Vol. 10, No. 28 Week of July 10, 2005

Pioneer has a range of Alaska prospects

Company expects to be first independent to operate production on the North Slope, CEO Scott Sheffield tells symposium

Kristen Nelson

Petroleum News Editor-in-Chief

Alaska’s North Slope has a role in Pioneer Natural Resources’ near-term, mid-term and long-term plans, the company’s chairman and chief executive officer, Scott Sheffield said July 7 at an Independent Petroleum Association of America Oil & Gas Investment Symposium in London.

Pioneer expects to be the first independent to actually operate on the North Slope with its Oooguruk discovery, scheduled for sanction this year, Sheffield said. Oooguruk, a satellite near existing infrastructure, is a near-term prospect; mid-term prospects include the Storms area, south of Prudhoe Bay; long-term (five to seven years) include the National Petroleum Reserve-Alaska.

“One of the reasons that we’re seeing much higher crude prices is people in general are not exploring,” Sheffield said. “We’re seeing less exploration in the last several years than any time in history … People are not exploring.” Pioneer, he said, has taken a long-term strategy, “trying to find the right basins and also we went out and raided the majors over the last six to seven years, hired some of their best people.” Pioneer has put in a lot of the processes that the majors use, he said: “a very disciplined process” for peer review and post audit.

Oooguruk coming on in 2008

Sheffield said Pioneer acquired interests in 1.6 million acres on the North Slope starting two years ago, when it expected oil prices to be in the $30 per barrel range. This includes 20-30 percent working interests in 1.4 million acres in NPR-A, 50 percent working interest in the Storms area south of Prudhoe and Kuparuk, where it is the operator; and a 70 percent working interest in 53,000 acres at Oooguruk.

Pioneer had the first independent-operated discovery on the North Slope, Sheffield said: “We’ll be sanctioning that project later this year at Oooguruk.” The North Slope, where the company is looking for oil, has under-utilized capacity, he said. “

We’ll be drilling about five to six exploration wells per year” in Alaska, Sheffield said, noting that Pioneer’s partner is ConocoPhillips Alaska, “the most active explorer” on the North Slope.

Pioneer is building a rig, “teaming up with an Alaska Native company and a Canadian drilling contractor,” Sheffield said. He described the rig as unique. The rig will be more mobile, “more efficient” and “less costly” for drilling on the North Slope, Pioneer said. The rig will be ready this winter.

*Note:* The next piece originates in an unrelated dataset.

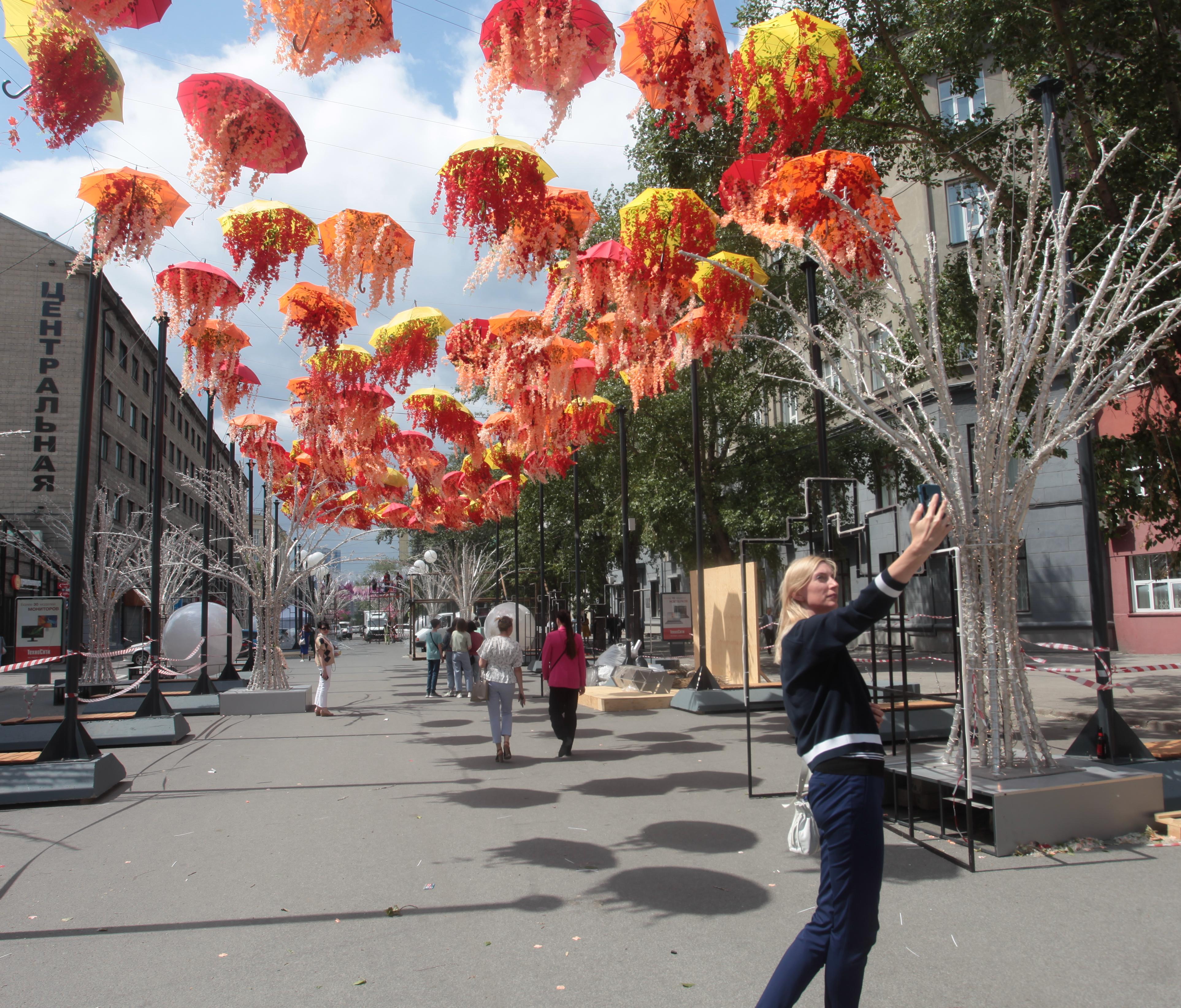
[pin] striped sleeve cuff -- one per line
(888, 586)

In a slide accompanying the presentation current Oooguruk work is described as moving the project to a go-forward decision: island, pipeline and rig design are under way as is permitting. If the project is sanctioned, a gravel island would be built and offshore buried pipeline would be installed in 2007; development drilling would also begin that year, with first oil in 2008.